Application-level scaling is relative to O&M-level scaling. The utilization ratio of CPU and memory is an application-independent O&M metric, and the HPA configuration for scaling based on such metrics is O&M-level scaling. Metrics, such as request total, request latency, and P99 distribution, are application-related or called business-aware monitoring metrics.

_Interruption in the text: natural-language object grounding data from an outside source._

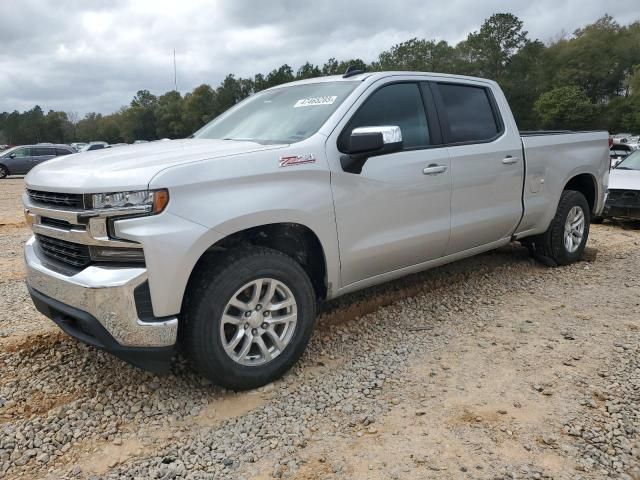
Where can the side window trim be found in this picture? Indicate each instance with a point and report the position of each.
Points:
(433, 119)
(430, 113)
(444, 120)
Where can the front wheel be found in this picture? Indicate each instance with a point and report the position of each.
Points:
(248, 317)
(566, 237)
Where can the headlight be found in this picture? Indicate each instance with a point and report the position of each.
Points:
(155, 201)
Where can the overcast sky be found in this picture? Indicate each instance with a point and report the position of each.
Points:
(93, 55)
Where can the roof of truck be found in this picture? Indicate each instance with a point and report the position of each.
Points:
(373, 76)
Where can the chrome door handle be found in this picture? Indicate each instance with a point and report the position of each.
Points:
(434, 169)
(509, 160)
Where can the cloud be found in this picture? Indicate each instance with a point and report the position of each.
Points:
(93, 55)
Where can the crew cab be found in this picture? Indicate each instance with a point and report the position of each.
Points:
(226, 242)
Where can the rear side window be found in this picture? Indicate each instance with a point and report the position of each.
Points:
(22, 152)
(468, 109)
(42, 151)
(394, 105)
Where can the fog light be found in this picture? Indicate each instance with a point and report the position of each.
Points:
(111, 254)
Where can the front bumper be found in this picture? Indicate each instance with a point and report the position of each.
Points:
(98, 306)
(621, 212)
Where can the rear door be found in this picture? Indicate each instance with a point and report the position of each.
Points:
(394, 213)
(487, 167)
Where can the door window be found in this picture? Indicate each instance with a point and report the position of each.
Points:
(470, 114)
(21, 153)
(398, 105)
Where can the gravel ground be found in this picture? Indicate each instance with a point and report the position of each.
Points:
(493, 367)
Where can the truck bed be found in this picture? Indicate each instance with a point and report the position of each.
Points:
(551, 158)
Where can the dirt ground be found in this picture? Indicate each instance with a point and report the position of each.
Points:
(508, 370)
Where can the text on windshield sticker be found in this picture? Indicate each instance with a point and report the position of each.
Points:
(313, 101)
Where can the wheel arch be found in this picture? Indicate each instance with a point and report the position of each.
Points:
(295, 240)
(586, 184)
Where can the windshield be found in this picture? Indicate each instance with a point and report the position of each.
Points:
(283, 115)
(632, 162)
(7, 152)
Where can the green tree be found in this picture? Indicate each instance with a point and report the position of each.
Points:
(308, 70)
(168, 113)
(418, 55)
(596, 59)
(565, 108)
(198, 108)
(500, 37)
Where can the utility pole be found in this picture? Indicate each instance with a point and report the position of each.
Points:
(175, 74)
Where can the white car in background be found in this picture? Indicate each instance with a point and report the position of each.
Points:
(633, 142)
(623, 196)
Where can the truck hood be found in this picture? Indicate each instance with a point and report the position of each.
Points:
(624, 179)
(131, 167)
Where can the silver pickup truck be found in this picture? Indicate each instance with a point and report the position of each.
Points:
(225, 243)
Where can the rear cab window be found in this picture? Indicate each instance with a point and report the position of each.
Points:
(470, 113)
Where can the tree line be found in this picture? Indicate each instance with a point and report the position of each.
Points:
(590, 79)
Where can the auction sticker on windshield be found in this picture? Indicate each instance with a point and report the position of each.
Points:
(313, 101)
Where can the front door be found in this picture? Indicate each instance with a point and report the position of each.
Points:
(394, 213)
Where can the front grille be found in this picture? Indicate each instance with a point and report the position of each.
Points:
(69, 253)
(67, 200)
(63, 224)
(624, 197)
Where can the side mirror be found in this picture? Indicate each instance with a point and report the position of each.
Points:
(366, 142)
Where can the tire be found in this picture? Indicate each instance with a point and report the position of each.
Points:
(553, 243)
(216, 290)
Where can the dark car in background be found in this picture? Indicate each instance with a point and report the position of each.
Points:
(19, 160)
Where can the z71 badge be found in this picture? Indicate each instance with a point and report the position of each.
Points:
(291, 160)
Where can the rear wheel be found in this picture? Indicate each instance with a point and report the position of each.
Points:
(564, 242)
(249, 317)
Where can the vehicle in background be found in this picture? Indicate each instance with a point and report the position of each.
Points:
(634, 142)
(621, 138)
(618, 152)
(296, 195)
(94, 146)
(623, 196)
(19, 160)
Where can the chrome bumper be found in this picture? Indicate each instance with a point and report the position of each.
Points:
(105, 293)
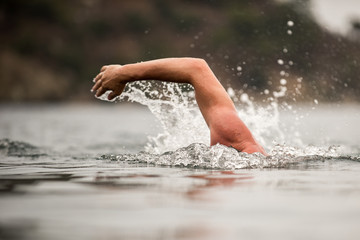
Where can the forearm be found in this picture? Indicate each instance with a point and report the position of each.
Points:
(208, 90)
(179, 70)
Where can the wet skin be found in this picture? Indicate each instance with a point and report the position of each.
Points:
(215, 105)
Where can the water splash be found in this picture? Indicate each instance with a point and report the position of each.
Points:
(185, 138)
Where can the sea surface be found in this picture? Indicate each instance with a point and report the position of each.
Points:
(122, 171)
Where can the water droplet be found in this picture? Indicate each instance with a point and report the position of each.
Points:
(231, 92)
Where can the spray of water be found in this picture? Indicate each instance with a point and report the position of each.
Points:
(185, 138)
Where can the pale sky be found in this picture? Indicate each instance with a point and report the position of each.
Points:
(335, 15)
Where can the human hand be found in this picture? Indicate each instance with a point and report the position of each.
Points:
(111, 79)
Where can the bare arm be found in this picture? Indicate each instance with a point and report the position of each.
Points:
(215, 105)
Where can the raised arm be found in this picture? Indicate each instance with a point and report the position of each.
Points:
(215, 105)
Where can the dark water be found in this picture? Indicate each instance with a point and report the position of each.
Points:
(77, 172)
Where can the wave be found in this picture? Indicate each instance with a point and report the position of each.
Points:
(19, 149)
(198, 155)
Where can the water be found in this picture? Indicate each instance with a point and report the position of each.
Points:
(122, 171)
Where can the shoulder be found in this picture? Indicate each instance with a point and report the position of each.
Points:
(227, 128)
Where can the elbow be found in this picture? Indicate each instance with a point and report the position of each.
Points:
(199, 68)
(199, 64)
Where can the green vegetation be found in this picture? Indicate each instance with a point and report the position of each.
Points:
(63, 43)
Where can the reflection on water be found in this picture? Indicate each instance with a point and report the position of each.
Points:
(54, 184)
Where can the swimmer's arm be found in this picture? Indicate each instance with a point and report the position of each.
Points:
(215, 105)
(210, 94)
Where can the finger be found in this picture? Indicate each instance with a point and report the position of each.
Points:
(98, 77)
(112, 95)
(96, 86)
(103, 68)
(100, 91)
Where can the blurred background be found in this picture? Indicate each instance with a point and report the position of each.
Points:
(51, 50)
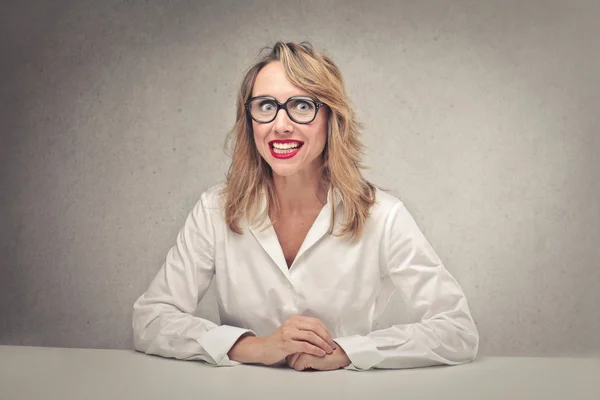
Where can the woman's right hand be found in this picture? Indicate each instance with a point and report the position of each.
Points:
(296, 335)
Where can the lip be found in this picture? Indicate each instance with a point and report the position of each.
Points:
(287, 155)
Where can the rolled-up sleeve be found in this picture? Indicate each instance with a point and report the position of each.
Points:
(445, 333)
(163, 323)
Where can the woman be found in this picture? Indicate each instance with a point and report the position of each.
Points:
(304, 251)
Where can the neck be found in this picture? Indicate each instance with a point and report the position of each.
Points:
(302, 193)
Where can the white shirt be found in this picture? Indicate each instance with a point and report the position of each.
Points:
(345, 284)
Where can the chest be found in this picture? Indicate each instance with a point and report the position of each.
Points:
(291, 233)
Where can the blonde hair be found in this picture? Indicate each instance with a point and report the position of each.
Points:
(249, 174)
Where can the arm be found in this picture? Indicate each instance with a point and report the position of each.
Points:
(446, 333)
(163, 323)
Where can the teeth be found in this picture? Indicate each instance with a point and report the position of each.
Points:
(284, 146)
(284, 151)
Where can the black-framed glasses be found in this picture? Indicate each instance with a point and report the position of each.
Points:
(300, 109)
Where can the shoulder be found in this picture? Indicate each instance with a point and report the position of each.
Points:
(385, 204)
(211, 201)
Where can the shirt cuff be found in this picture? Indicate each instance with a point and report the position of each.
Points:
(218, 341)
(361, 351)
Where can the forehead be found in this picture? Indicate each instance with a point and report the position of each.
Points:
(272, 81)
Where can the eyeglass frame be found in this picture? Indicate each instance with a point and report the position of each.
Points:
(318, 105)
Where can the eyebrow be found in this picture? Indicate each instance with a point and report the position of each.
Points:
(296, 95)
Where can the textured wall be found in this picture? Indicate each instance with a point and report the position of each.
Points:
(482, 116)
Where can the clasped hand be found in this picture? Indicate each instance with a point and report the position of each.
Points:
(304, 342)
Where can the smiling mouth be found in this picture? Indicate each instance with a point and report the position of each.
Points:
(286, 148)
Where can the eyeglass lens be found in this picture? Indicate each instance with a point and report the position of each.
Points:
(299, 110)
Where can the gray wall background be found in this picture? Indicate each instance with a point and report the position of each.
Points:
(482, 116)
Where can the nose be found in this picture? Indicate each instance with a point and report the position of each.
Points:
(283, 123)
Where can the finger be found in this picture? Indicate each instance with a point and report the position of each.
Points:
(301, 363)
(315, 325)
(312, 338)
(293, 358)
(298, 346)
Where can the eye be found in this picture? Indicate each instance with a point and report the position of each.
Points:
(303, 105)
(266, 105)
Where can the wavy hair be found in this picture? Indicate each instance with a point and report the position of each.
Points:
(250, 176)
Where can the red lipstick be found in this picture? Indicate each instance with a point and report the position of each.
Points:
(285, 153)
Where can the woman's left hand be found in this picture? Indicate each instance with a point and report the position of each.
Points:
(302, 361)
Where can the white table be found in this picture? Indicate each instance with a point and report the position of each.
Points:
(55, 373)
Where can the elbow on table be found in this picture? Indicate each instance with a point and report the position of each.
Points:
(469, 346)
(141, 325)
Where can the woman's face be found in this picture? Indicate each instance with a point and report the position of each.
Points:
(285, 133)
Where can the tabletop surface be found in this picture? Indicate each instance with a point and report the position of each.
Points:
(58, 373)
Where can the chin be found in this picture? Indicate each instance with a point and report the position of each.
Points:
(284, 171)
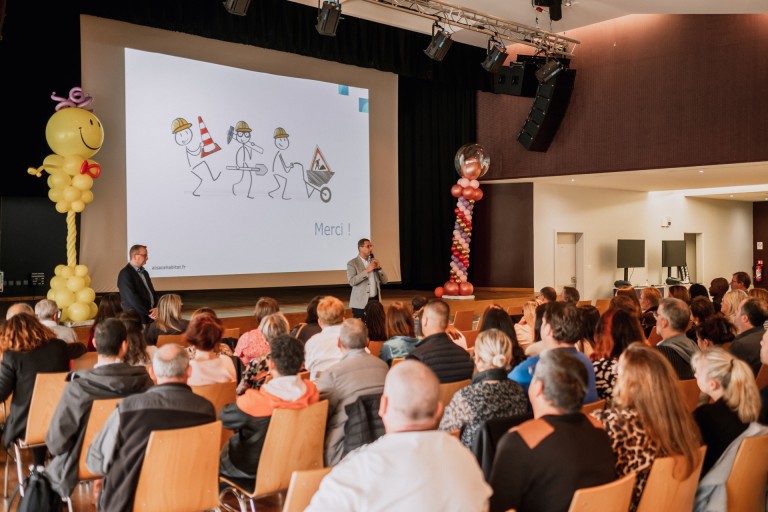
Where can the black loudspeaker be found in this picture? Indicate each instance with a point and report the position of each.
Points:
(517, 79)
(547, 111)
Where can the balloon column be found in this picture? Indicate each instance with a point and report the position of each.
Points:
(471, 163)
(75, 135)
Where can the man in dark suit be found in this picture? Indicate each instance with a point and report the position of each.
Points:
(136, 291)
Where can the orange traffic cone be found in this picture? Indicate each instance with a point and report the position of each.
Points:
(209, 147)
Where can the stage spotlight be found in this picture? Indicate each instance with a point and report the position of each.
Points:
(497, 54)
(441, 42)
(239, 7)
(328, 17)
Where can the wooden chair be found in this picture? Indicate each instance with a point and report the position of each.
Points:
(611, 497)
(464, 320)
(180, 471)
(303, 486)
(294, 442)
(748, 479)
(219, 395)
(85, 361)
(45, 397)
(663, 491)
(164, 339)
(593, 406)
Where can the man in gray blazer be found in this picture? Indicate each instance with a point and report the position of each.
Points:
(365, 276)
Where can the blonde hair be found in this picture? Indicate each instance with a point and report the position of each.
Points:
(494, 348)
(736, 379)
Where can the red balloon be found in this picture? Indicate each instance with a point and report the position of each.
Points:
(466, 288)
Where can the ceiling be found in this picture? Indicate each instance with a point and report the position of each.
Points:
(734, 182)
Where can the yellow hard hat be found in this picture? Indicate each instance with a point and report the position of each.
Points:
(180, 124)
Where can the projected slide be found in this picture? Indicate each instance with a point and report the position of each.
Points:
(231, 171)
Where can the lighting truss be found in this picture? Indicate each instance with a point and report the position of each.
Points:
(547, 42)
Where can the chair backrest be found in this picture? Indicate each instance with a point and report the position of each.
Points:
(85, 361)
(663, 491)
(294, 442)
(748, 479)
(45, 397)
(180, 471)
(611, 497)
(164, 339)
(303, 486)
(593, 406)
(464, 320)
(100, 411)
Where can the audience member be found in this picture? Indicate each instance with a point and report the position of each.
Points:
(448, 360)
(730, 384)
(47, 311)
(491, 394)
(541, 463)
(411, 467)
(118, 450)
(357, 373)
(110, 378)
(322, 349)
(204, 333)
(168, 319)
(616, 330)
(749, 325)
(672, 319)
(560, 329)
(309, 327)
(28, 348)
(252, 344)
(648, 417)
(375, 320)
(401, 338)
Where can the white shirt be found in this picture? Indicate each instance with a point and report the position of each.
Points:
(322, 350)
(406, 472)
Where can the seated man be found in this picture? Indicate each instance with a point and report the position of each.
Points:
(450, 362)
(358, 373)
(541, 463)
(249, 416)
(110, 378)
(413, 466)
(118, 450)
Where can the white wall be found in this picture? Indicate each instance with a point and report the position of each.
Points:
(604, 216)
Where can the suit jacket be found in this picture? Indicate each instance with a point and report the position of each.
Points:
(358, 280)
(133, 294)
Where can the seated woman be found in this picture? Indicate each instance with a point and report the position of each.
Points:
(204, 333)
(730, 383)
(401, 338)
(168, 319)
(28, 348)
(491, 394)
(252, 344)
(648, 417)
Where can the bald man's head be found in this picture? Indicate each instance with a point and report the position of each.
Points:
(411, 398)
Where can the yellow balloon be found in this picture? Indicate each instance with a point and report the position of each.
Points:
(86, 295)
(78, 311)
(75, 283)
(82, 182)
(64, 298)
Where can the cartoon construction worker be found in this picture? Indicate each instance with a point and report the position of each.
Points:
(183, 136)
(279, 168)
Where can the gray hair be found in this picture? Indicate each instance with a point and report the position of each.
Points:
(171, 361)
(46, 309)
(353, 334)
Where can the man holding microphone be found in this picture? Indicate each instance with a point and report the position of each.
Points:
(365, 276)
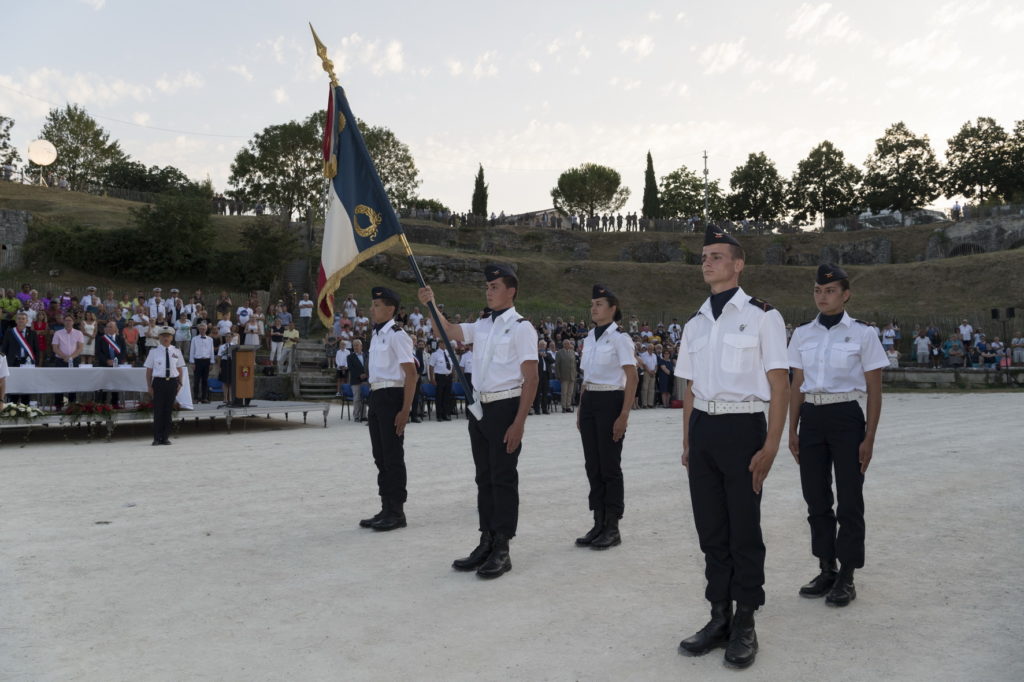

This article describes the configuration of three application-level monitoring metrics in HPA to implement the application-level auto scaling.
Kube-metrics-adapter
Run the following command to deploy kube-metrics-adapter (For the complete script, please see demo_hpa.sh):
helm --kubeconfig "$USER_CONFIG" -n kube-system install asm-custom-metrics \
$KUBE_METRICS_ADAPTER_SRC/deploy/charts/kube-metrics-adapter \
--set prometheus.url=http://prometheus.istio-system.svc:9090
Run the following command to verify the deployment:
#Verify POD
kubectl --kubeconfig "$USER_CONFIG" get po -n kube-system | grep metrics-adapter
asm-custom-metrics-kube-metrics-adapter-6fb4949988-ht8pv 1/1 Running 0 30s
#Verify CRD
kubectl --kubeconfig "$USER_CONFIG" api-versions | grep "autoscaling/v2beta"
autoscaling/v2beta1
autoscaling/v2beta2
#Verify CRD
kubectl --kubeconfig "$USER_CONFIG" get --raw "/apis/external.metrics.k8s.io/v1beta1" | jq .
{
"kind": "APIResourceList",
"apiVersion": "v1",
"groupVersion": "external.metrics.k8s.io/v1beta1",
"resources": []
}
Loadtester
Run the following command to deploy flagger loadtester
:
kubectl --kubeconfig "$USER_CONFIG" apply -f $FLAAGER_SRC/kustomize/tester/deployment.yaml -n test
kubectl --kubeconfig "$USER_CONFIG" apply -f $FLAAGER_SRC/kustomize/tester/service.yaml -n test
First, create a configuration of HorizontalPodAutoscaler
to sense the application request total (istio_requests_total)
:
apiVersion: autoscaling/v2beta2
kind: HorizontalPodAutoscaler
metadata:
name: podinfo-total
namespace: test
annotations:
metric-config.external.prometheus-query.prometheus/processed-requests-per-second: |
sum(rate(istio_requests_total{destination_workload_namespace="test",reporter="destination"}[1m]))
spec:
maxReplicas: 5
minReplicas: 1
scaleTargetRef:
apiVersion: apps/v1
kind: Deployment
name: podinfo
metrics:
- type: External
external:
metric:
name: prometheus-query
selector:
matchLabels:
query-name: processed-requests-per-second
target:
type: AverageValue
averageValue: "10"
Run the following command to deploy the HPA configuration:
kubectl --kubeconfig "$USER_CONFIG" apply -f resources_hpa/requests_total_hpa.yaml
Run the following command for verification:
kubectl --kubeconfig "$USER_CONFIG" get --raw "/apis/external.metrics.k8s.io/v1beta1" | jq .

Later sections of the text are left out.